On Wednesday, at a court in Los Angeles, the actor was found guilty of two counts of rape by a jury, on a majority verdict of 8-4.
The jury could not reach a verdict in the third count, relating to the allegations made by Masterson's former girlfriend.
Masterson, who was led away from the court in handcuffs after the verdicts, could face 30 years to life in prison.
His wife, actor and model Bijou Phillips, wept as he was led away.
The verdicts come after Masterson faced a retrial over the allegations.

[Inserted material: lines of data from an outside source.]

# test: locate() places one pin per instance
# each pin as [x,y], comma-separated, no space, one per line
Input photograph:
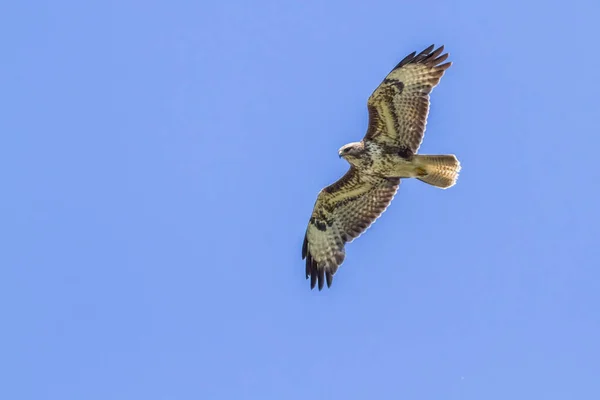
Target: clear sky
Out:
[160,161]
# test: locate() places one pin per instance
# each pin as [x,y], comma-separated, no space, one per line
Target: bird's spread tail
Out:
[438,170]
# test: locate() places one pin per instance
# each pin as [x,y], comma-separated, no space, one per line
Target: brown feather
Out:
[345,210]
[399,107]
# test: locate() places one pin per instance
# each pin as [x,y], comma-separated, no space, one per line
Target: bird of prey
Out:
[398,110]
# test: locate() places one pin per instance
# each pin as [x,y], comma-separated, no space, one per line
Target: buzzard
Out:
[398,111]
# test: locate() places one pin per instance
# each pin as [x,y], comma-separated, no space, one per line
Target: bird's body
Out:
[398,111]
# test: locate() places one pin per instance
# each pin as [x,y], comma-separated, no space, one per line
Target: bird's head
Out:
[351,151]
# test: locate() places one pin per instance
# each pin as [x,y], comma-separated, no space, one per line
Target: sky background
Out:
[160,160]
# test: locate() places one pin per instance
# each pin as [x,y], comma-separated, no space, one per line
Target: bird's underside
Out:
[398,110]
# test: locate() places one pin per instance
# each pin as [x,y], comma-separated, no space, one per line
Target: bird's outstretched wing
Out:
[399,107]
[342,212]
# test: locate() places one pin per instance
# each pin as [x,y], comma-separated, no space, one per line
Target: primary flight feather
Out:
[398,111]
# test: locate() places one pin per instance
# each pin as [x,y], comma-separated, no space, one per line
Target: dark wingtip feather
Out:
[304,246]
[425,57]
[321,278]
[329,277]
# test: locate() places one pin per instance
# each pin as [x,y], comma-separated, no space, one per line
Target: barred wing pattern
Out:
[399,107]
[342,212]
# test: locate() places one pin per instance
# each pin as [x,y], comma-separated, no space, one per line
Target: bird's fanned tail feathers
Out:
[439,170]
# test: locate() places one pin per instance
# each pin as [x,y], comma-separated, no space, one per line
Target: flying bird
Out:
[398,110]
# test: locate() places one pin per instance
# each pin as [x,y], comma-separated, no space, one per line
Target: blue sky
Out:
[160,161]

The previous trial ended in December with the jury unable to reach a verdict.
The trial heard that Masterson met all three of his victims through the Church of Scientology.
Prosecutors in the case alleged that Masterson raped the women and then used his prominence in the church to avoid consequences for decades.
The women testified that when they reported Masterson to church officials, they were told they were not raped, were put through ethics programs, and warned against going to law enforcement to report a member of such high standing.
"They were raped, they were punished for it, and they were retaliated against," deputy district attorney Reinhold Mueller told jurors in his closing argument.
"Scientology told them there's no justice for them. You have the opportunity to show them there is justice."
Judge Charlaine Olmedo allowed expert evidence on church policy from a former official in Scientology who has since become a prominent opponent.
The church strongly denied having any policy that forbids members from going to secular authorities.
Masterson did not give evidence during the trial, and his lawyers called no witnesses.
His lawyers argued that the acts were consensual and attempted to discredit the women's allegations by highlighting changes and inconsistencies in their accounts over time.
A spokesperson for Masterson declined comment to the Associated Press following the verdict, but the news agency reported that his lawyers are likely to appeal against the convictions.